Лиза Кулешова пришла из больницы поздно вечером заплаканная, совершенно расстроенная и рассказала, что Павлу, пока они ждали приема, сделалось хуже, у него начался жар. Осмотревший его врач сказал, что будут оперировать, но на операцию очередь, ранеными забиты все коридоры и подвал больницы.
На следующий день Лиза опять сбегала в больницу и принесла еще более тревожные вести. Операцию Павлу сделали, но лучше ему не стало. Жар не спадал, на теле появились какие-то подозрительные пятна, временами Павел переставал сознавать окружающее и бредил.
А дня через два-три, вернувшись от Кулешовых, мать сообщила, что Павел умер.
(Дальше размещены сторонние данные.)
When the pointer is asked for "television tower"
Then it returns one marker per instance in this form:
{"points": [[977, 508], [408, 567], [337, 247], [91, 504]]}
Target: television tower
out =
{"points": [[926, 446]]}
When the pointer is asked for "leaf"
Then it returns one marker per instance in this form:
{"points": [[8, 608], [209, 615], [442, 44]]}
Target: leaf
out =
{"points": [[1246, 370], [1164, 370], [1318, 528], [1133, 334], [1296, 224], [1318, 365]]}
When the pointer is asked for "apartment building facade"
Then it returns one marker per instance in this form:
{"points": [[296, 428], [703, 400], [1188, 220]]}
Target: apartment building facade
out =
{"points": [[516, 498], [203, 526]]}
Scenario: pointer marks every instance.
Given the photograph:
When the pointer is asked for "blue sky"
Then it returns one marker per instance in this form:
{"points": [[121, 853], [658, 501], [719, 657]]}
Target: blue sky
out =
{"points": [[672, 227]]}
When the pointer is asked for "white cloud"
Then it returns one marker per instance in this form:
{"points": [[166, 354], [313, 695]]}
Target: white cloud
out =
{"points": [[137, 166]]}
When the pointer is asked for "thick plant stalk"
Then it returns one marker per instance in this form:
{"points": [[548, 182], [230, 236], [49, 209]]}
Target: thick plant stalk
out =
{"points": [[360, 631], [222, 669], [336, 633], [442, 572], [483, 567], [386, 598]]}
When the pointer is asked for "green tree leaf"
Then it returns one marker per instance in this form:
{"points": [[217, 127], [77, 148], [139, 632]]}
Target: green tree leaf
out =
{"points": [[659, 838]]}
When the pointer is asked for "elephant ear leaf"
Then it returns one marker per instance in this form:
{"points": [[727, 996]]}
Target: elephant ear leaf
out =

Умер, как сказали в больнице, от потери и заражения крови. Меня эта весть ошарашила. Подобные известия, я думаю, в большей или меньшей степени всегда ошарашивают. А смерть Павла поражала еще и какой-то своей жестокой предопределенностью. Эта особа с косой как бы уже давно положила глаз на него, до поры ему все удавалось уходить от нее, поплатившись то контузией, то простреленным легким, то потерей руки, но коварно помедлив, поиграв, она все-таки убила его.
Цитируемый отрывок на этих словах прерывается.